I was heartened to read the front-page story in last week’s Southern about the need for fresh thinking on the future of Borders’ town centres.
It is vital that this debate takes place and that as many people as possible feed into the local plan.
Work, leisure and shopping patterns have changed – instead of trying to turn back time, we need fresh approaches and new uses for our town centres that match what residents, consumers and business owners want. Developments such as the Borders railway transport hub in Galashiels will have a key role in bringing more people into the town. If we want happier, busier town centres we need to look at new ways to attract more economically active people into them, conducting a wider range of activities.
For many years the Federation of Small Businesses (FSB) in Scotland has been working hard on this issue and looking at how to develop an innovative town centre policy.
Research among our own members in Scotland shows that one fifth of them do not own or rent premises, preferring to work from home for reasons of cost. Locally, the FSB Borders branch took the FSB’s manifesto for May’s local government elections to councillors and I am pleased to see that our calls for fresh thinking on town centres have been heard by economic development spokesman Councillor Stuart Bell and repeated in your article.

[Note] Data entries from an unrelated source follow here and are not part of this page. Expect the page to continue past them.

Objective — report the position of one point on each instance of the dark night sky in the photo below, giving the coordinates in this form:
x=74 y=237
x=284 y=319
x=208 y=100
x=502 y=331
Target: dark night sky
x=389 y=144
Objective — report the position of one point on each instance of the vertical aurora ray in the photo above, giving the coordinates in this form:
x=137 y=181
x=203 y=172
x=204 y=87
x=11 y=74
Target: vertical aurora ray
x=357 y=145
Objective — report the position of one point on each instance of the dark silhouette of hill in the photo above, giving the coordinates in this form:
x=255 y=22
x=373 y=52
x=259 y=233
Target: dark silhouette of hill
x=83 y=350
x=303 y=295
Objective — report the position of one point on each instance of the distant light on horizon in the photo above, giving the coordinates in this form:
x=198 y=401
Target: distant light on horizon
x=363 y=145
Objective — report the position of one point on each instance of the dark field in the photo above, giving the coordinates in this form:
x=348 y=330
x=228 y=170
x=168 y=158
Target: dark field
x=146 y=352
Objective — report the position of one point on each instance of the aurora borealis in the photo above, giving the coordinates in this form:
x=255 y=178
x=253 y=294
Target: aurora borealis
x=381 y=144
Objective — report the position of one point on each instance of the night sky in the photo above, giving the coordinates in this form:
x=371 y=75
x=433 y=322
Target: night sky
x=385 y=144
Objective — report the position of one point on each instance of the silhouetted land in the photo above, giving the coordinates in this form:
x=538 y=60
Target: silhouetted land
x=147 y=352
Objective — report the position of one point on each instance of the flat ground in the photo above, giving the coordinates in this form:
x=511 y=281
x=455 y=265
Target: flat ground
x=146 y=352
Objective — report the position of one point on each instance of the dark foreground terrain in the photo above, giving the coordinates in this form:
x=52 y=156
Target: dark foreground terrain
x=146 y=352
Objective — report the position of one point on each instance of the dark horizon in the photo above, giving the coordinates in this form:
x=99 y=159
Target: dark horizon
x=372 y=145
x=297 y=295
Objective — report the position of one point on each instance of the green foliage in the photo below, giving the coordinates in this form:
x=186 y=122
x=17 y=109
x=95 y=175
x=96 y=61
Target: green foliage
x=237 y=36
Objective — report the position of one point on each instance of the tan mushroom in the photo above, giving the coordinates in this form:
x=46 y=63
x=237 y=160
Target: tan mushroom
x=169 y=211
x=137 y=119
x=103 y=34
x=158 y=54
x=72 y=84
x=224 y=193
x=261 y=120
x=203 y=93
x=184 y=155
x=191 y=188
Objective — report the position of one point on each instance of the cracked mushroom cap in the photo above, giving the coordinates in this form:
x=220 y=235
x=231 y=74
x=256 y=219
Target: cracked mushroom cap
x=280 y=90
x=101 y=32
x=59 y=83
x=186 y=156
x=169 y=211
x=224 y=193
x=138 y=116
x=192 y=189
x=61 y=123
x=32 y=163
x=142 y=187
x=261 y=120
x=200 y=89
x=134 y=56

Our local authorities can put businesses back into the heart of our towns by turning some of the properties they own in town centres into affordable business premises for firms other than those in retail. Other public bodies can also do their bit by choosing to locate their premises in town centres rather than on the outskirts.
By diversifying the sort of people that come into towns, we can revitalise our town centres and bring people back to the existing retail outlets.
But to do this we also need to look at the issue of car parking.
We know that a strong independent retailer sector is at the heart of a thriving town centre and places like Melrose are a good example of this.
But if customers cannot access their local shops either because of insufficient car parking or over-priced parking charges, then the centre will lose customers to other locations.
Borders planners need to look at relaxing their existing prime retail rules at the same time as thinking about how town-centre visitors will get there and park.
Small businesses have a positive role to play in shaping town centres and nurturing the economy as shopping and social habits change. But they can’t do it alone and we all need to do our part.
That is why the FSB is happy to sit on the Scottish Government’s Town Centre Review Group. There is no quick fix to solve the problems being seen in our high streets – but recognising that small businesses are at the heart of the solution and taking an innovative approach to town centre policy will give us the foundations on which to develop a successful strategy.